Nos journalistes mettent en perspective des sujets d'actualité régionale, nationale ou internationale avec des analyses ou des éclairages. Aujourd'hui, Daniel Droz évoque les souffrances de la jeunesse de Tunisie.

06 juin 2018, 17:00
Plus de 100 migrants, en majorité des Tunisiens, ont perdu la vie en Mediterrannée samedi dernier.

«Des docteurs qui construisent des immeubles, c’est ça la Tunisie.» Abdeslam, 28 ans, est un des habitants que le quotidien français «Libération» a rencontré. Un reportage est consacré aux jeunes sans avenir. Le journaliste a suivi les routes qu’ils empruntent pour atteindre Lampedusa, l’île italienne située à 140 kilomètres. De l’autre côté de la Méditerranée, cette mer où plus de 100 migrants, en majorité des Tunisiens, ont perdu la vie samedi.

Les chiffres parlent d’eux-mêmes. Depuis le début de l’année, 2780 Tunisiens ont choisi la voie de l’exil vers l’Italie. Il s’agit du contingent le plus important arrivé en terres transalpines en 2018. Ils étaient plus de 6000 en 2017.

L’engouement créé par le soulèvement de 2011 et la chute du dictateur Ben Ali a cédé le pas au désespoir. Le chômage s’élève toujours à plus de 15% et touche les jeunes à plus de 35%, les diplômés du supérieur à près de 30%. Abdeslam le dit à sa manière et ne partira pas. «Je me fiche d’avoir une belle maison et une grosse voiture. Un travail légal, c’est tout ce que je demande, c’est une question de dignité.»

La démocratie balbutiante – deux-tiers d’abstention lors des municipales en mai – a encaissé les coups depuis sept ans. Les attentats du Bardo, puis de Sousse, ont gravement touché le tourisme, pierre angulaire de l’économie. La situation chaotique en Libye n’arrange pas les choses.

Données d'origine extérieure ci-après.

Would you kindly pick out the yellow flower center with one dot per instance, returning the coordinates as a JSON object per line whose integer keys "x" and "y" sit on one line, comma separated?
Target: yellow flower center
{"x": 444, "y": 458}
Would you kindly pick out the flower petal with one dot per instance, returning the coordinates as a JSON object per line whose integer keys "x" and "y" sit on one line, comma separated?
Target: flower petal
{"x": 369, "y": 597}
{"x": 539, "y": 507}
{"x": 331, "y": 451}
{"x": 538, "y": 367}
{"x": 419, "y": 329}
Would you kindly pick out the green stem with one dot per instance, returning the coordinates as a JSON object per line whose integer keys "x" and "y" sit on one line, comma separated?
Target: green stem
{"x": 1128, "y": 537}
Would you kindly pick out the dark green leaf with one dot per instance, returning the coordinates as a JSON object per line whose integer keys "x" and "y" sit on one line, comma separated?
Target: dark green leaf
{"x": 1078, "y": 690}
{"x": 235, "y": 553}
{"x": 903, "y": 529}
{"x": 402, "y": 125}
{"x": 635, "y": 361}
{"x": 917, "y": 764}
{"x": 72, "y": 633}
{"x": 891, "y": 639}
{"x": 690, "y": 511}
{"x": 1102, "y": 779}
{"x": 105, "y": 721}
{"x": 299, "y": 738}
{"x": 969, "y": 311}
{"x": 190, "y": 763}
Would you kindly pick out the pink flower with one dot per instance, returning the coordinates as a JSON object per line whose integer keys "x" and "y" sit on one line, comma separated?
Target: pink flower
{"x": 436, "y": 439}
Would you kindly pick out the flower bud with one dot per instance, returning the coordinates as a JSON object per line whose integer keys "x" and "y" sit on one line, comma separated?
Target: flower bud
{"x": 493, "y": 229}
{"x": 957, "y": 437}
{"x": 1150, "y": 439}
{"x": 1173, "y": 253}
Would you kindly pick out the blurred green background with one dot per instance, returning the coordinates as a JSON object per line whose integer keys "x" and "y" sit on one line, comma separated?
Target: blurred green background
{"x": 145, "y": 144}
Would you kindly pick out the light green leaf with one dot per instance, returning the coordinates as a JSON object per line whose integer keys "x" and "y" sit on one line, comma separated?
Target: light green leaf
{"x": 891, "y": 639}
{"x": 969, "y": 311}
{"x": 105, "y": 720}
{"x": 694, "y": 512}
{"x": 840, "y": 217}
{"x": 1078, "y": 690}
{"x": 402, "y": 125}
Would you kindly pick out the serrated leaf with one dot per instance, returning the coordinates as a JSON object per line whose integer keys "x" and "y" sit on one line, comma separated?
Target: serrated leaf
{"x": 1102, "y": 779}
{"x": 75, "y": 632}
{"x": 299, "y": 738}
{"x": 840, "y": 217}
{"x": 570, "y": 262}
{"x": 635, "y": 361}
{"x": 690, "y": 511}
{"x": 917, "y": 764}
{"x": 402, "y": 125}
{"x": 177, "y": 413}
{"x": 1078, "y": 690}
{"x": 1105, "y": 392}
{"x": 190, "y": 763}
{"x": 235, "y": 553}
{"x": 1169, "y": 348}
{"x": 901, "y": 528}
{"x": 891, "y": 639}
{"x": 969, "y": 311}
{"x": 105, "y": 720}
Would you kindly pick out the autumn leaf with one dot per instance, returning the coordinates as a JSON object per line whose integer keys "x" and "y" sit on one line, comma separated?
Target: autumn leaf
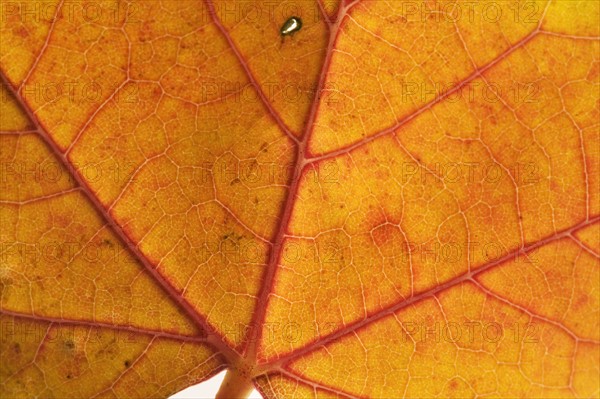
{"x": 392, "y": 199}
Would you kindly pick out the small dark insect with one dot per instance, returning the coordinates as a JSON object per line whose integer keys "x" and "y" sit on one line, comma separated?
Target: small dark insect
{"x": 291, "y": 26}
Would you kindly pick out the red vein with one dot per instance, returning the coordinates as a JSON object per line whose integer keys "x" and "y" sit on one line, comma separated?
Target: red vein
{"x": 478, "y": 72}
{"x": 184, "y": 305}
{"x": 16, "y": 133}
{"x": 249, "y": 73}
{"x": 286, "y": 212}
{"x": 321, "y": 342}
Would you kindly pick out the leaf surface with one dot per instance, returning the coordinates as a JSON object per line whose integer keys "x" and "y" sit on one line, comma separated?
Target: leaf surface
{"x": 399, "y": 200}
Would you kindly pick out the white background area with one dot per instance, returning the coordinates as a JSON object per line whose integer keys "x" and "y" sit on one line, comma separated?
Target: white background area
{"x": 207, "y": 389}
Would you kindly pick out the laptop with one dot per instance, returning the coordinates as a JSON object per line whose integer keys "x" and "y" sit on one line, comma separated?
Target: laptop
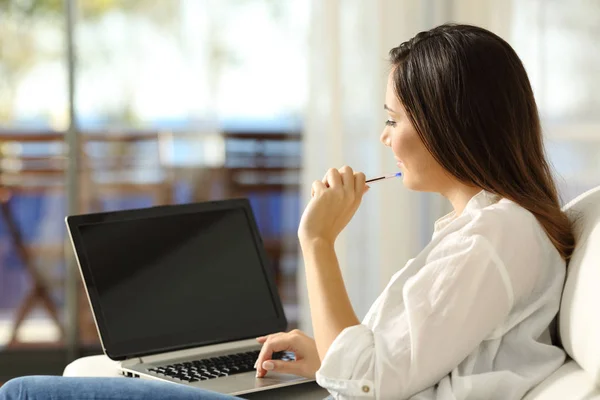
{"x": 179, "y": 293}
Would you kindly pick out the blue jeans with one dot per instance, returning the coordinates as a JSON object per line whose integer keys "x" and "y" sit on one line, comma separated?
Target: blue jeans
{"x": 58, "y": 388}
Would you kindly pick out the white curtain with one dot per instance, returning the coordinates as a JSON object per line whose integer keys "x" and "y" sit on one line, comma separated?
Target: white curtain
{"x": 349, "y": 42}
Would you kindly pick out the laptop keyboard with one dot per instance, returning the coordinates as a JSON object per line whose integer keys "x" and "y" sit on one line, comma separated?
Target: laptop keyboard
{"x": 215, "y": 367}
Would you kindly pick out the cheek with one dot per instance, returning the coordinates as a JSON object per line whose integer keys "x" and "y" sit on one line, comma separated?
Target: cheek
{"x": 406, "y": 146}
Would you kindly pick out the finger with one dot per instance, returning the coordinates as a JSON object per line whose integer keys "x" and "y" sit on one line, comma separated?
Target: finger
{"x": 317, "y": 188}
{"x": 262, "y": 340}
{"x": 360, "y": 184}
{"x": 273, "y": 344}
{"x": 284, "y": 367}
{"x": 347, "y": 178}
{"x": 334, "y": 178}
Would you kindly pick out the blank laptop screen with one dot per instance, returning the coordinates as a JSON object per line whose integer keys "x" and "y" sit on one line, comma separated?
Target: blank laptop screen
{"x": 171, "y": 281}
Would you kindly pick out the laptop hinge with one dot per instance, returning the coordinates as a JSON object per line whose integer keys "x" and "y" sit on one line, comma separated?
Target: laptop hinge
{"x": 204, "y": 351}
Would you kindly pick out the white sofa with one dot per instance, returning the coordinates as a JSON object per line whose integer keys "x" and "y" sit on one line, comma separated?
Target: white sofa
{"x": 579, "y": 320}
{"x": 579, "y": 315}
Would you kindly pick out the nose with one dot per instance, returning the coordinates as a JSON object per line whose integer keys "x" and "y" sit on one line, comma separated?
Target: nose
{"x": 385, "y": 138}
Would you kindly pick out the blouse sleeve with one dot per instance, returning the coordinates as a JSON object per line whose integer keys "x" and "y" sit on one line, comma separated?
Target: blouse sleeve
{"x": 427, "y": 327}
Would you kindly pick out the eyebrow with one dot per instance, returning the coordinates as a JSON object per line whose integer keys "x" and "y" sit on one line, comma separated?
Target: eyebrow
{"x": 385, "y": 107}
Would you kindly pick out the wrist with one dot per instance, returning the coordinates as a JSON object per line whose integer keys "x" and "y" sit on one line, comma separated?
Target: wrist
{"x": 316, "y": 242}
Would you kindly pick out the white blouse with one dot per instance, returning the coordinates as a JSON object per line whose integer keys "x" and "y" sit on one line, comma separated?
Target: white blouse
{"x": 466, "y": 319}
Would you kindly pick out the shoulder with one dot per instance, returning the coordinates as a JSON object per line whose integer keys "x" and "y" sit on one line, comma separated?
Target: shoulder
{"x": 511, "y": 238}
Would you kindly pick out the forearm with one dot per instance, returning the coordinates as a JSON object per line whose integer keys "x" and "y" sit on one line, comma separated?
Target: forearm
{"x": 330, "y": 306}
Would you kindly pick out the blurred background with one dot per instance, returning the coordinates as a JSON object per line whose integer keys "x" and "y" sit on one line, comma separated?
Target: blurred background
{"x": 116, "y": 104}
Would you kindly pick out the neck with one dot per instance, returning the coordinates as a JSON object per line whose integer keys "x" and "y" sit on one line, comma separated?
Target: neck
{"x": 459, "y": 195}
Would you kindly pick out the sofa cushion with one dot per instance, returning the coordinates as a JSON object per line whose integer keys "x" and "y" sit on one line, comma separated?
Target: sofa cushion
{"x": 579, "y": 315}
{"x": 569, "y": 382}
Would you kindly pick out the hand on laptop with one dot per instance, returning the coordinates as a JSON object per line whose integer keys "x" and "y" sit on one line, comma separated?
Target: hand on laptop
{"x": 307, "y": 359}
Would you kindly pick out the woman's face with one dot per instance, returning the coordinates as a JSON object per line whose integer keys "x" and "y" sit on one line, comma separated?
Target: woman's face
{"x": 419, "y": 169}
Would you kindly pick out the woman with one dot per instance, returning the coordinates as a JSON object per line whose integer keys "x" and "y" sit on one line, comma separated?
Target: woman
{"x": 468, "y": 317}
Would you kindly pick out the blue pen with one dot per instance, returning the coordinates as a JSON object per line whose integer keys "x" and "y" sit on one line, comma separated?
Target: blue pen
{"x": 389, "y": 176}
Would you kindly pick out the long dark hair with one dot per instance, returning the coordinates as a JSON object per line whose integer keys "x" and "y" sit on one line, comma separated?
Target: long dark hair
{"x": 468, "y": 96}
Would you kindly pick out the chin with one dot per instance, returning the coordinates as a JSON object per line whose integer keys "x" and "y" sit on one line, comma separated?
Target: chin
{"x": 410, "y": 184}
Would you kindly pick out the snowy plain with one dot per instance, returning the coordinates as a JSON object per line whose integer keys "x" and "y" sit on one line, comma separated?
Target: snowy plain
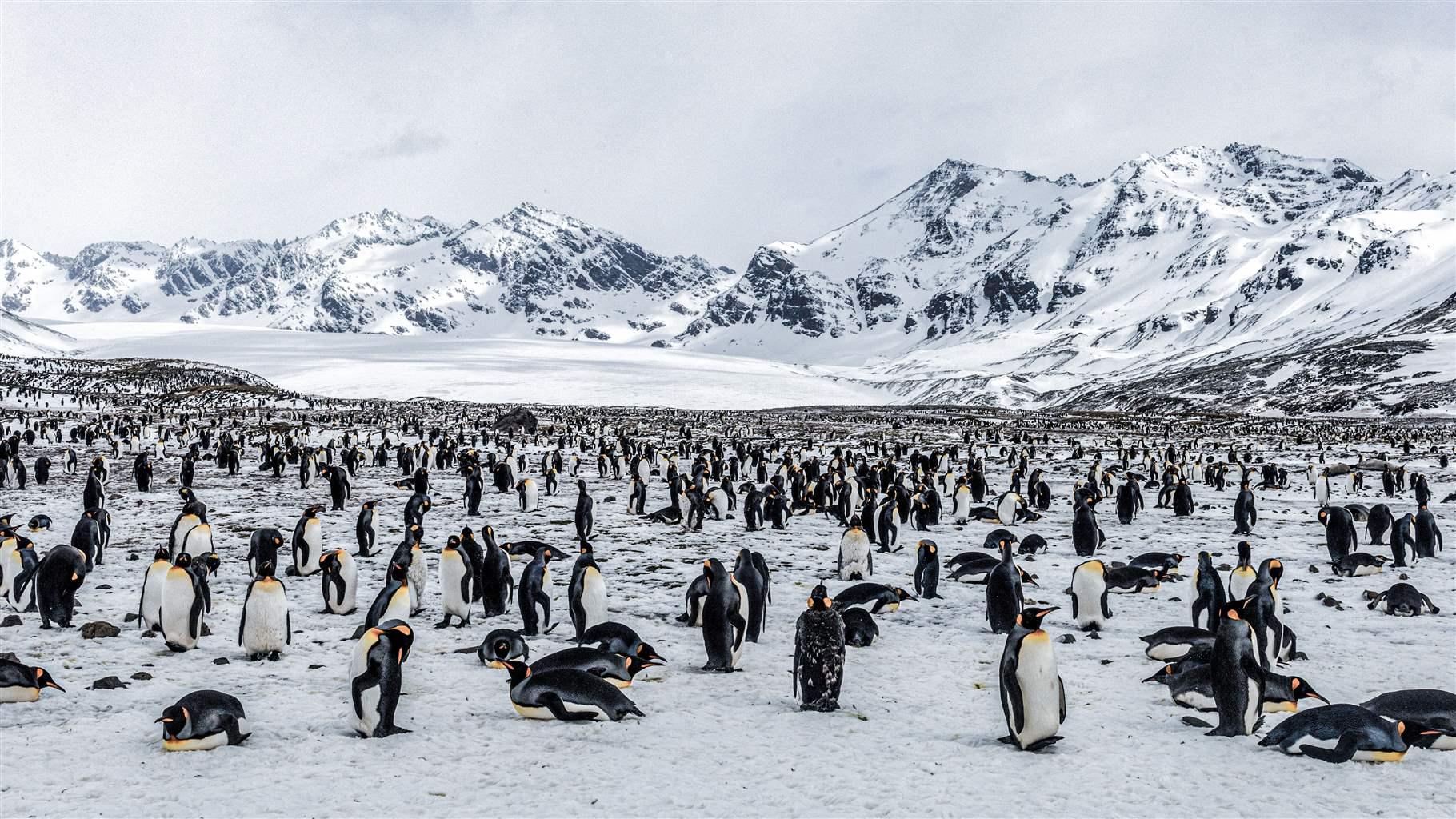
{"x": 918, "y": 733}
{"x": 490, "y": 370}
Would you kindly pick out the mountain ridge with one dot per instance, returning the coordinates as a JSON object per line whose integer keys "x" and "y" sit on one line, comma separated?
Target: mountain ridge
{"x": 973, "y": 282}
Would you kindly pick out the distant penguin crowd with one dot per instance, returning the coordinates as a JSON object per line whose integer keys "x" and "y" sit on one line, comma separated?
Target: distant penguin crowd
{"x": 890, "y": 486}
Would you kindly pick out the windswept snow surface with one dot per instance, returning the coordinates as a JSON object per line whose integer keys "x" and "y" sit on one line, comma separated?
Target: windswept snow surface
{"x": 486, "y": 370}
{"x": 918, "y": 733}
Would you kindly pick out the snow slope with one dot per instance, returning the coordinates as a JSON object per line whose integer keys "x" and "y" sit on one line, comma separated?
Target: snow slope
{"x": 360, "y": 366}
{"x": 916, "y": 733}
{"x": 974, "y": 284}
{"x": 24, "y": 338}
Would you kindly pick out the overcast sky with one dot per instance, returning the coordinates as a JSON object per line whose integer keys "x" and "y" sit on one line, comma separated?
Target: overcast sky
{"x": 690, "y": 128}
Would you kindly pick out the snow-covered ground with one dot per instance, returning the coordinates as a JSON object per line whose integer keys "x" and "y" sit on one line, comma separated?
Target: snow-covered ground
{"x": 484, "y": 370}
{"x": 921, "y": 707}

Dans «Libération», l’économiste Edwin Le Héron enfonce le clou: «L’économie tunisienne ne produit que des petits boulots précaires», dit celui qui enseigné plusieurs années à l’Université de Sfax. «Le modèle économique national n’a pas été remis en cause après la révolution. Or il entrave le développement du pays. C’est économie de rente.» Un exemple? «Les businessmen ont bien plus intérêt à négocier l’importation de voitures Renault qu’à essayer d’imaginer la production de ces voitures.» Une logique qui va de pair avec la corruption. «Un cercle vicieux.»

L’Europe, qui veut fermer ses frontières, comprend-elle ceci? Qu’a-t-elle fait pour soutenir la transition en Tunisie? Trouver des réponses à ces questions, n’est-ce pas aussi inciter des jeunes, aujourd’hui sans aucun avenir, à rester au pays? Ça paraît simple. Mais l’Europe semble plutôt vouloir fourguer ses Renault aux Tunisiens.